Presented By O'Reilly and Cloudera
Make Data Work
December 1–3, 2015 • Singapore

Spark Camp: Exploring Wikipedia with Spark (Tackling a unified use case)

Sameer Farooqui (Databricks), Paco Nathan (, Reynold Xin (Databricks)
9:00am–5:00pm Tuesday, 12/01/2015
Spark & Beyond
Location: 328-329 Level: Intermediate
Average rating: ****.
(4.00, 20 ratings)

Prerequisite Knowledge

Basic programming experience in an object-oriented or functional language (the class will mostly be taught in Scala).
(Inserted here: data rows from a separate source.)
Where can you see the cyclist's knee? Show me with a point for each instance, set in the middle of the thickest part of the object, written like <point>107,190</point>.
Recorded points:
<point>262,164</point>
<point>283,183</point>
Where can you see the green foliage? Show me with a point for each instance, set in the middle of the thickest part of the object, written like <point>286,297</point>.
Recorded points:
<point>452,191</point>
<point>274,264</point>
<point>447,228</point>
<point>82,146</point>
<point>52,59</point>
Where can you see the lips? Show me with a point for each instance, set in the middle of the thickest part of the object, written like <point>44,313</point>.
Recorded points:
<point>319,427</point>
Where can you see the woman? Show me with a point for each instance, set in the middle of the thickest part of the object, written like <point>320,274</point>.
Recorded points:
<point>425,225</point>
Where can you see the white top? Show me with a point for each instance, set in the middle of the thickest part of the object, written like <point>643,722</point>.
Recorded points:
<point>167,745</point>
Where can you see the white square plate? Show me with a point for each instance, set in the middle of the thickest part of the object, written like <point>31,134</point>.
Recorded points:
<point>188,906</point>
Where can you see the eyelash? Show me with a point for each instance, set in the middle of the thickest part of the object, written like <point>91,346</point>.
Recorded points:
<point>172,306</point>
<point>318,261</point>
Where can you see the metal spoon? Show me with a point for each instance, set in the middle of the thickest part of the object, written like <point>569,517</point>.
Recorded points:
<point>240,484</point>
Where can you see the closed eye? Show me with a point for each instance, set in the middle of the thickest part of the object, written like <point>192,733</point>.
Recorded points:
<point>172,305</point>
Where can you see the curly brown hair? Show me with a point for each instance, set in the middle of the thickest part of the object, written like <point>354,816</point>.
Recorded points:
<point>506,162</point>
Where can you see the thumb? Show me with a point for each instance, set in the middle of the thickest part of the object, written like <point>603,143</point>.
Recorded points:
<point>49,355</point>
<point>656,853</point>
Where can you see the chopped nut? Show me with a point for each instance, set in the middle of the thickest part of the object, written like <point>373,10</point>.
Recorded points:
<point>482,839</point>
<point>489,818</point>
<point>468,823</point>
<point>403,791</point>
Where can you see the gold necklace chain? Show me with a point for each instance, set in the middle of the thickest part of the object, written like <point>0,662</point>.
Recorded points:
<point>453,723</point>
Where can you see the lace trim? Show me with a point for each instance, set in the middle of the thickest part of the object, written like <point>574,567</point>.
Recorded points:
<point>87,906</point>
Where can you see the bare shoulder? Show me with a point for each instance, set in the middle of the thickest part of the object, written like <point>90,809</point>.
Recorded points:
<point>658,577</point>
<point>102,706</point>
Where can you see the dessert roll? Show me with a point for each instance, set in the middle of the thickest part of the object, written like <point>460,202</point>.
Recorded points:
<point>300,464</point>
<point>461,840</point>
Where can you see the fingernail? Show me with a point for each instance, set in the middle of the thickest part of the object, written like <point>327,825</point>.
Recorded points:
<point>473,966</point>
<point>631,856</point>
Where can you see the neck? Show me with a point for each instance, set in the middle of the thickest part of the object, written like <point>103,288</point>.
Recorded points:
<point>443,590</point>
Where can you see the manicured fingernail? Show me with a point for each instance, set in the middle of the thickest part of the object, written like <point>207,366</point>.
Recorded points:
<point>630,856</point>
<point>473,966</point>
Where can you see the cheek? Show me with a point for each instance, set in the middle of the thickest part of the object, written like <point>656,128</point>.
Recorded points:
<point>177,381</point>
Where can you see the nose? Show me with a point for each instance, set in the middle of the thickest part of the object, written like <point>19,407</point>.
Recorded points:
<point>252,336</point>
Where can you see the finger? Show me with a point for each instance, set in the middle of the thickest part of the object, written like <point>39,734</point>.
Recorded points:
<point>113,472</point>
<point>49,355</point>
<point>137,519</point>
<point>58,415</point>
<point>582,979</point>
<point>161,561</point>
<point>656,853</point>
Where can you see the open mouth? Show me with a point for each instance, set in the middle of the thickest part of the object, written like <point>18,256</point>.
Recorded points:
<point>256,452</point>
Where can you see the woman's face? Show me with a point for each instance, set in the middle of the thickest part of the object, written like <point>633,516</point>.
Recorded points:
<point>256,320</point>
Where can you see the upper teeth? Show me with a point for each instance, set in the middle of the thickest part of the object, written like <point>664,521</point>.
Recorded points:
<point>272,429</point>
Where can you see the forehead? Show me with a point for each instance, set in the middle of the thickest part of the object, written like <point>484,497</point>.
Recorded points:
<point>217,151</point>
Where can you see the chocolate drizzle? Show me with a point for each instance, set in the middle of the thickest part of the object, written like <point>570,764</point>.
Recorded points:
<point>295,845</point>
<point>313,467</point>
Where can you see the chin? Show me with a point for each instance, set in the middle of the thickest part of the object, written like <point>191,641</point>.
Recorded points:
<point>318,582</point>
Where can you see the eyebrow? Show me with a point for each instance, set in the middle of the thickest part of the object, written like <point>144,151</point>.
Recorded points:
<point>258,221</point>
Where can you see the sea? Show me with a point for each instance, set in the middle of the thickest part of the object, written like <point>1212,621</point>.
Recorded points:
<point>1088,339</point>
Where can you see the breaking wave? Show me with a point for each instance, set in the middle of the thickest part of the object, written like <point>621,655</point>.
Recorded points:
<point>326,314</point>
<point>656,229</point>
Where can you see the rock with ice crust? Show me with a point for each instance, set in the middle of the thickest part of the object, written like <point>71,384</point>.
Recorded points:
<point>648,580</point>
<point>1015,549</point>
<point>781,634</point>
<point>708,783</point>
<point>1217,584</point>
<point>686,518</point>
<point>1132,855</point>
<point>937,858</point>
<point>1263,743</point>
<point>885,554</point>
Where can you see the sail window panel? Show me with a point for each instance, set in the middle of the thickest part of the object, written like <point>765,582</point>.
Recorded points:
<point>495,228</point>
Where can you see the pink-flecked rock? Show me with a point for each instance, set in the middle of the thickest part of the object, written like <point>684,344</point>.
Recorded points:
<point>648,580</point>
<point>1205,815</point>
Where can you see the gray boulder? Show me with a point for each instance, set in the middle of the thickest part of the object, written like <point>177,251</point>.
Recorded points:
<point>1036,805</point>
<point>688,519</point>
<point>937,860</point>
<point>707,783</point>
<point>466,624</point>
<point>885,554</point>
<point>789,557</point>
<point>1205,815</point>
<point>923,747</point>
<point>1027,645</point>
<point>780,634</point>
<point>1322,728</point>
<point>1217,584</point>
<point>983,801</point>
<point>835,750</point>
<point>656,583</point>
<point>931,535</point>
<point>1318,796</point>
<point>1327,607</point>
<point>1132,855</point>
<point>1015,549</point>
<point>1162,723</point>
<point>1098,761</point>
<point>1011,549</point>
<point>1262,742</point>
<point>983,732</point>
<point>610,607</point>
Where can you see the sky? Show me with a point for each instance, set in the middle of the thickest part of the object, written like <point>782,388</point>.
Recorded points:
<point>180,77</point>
This technical class is designed as an introduction for engineers, data scientists, and analysts with less than a month or so experience with Spark.


Sponsored by:

Computer Requirements

All of the hands-on labs for class will be run on the Databricks platform in a browser. Please bring a laptop with updated versions of Chrome or Firefox (Internet Explorer and Safari are not supported). You do not need Spark, Scala or Python installed on your laptop. The operating system of your laptop does not matter.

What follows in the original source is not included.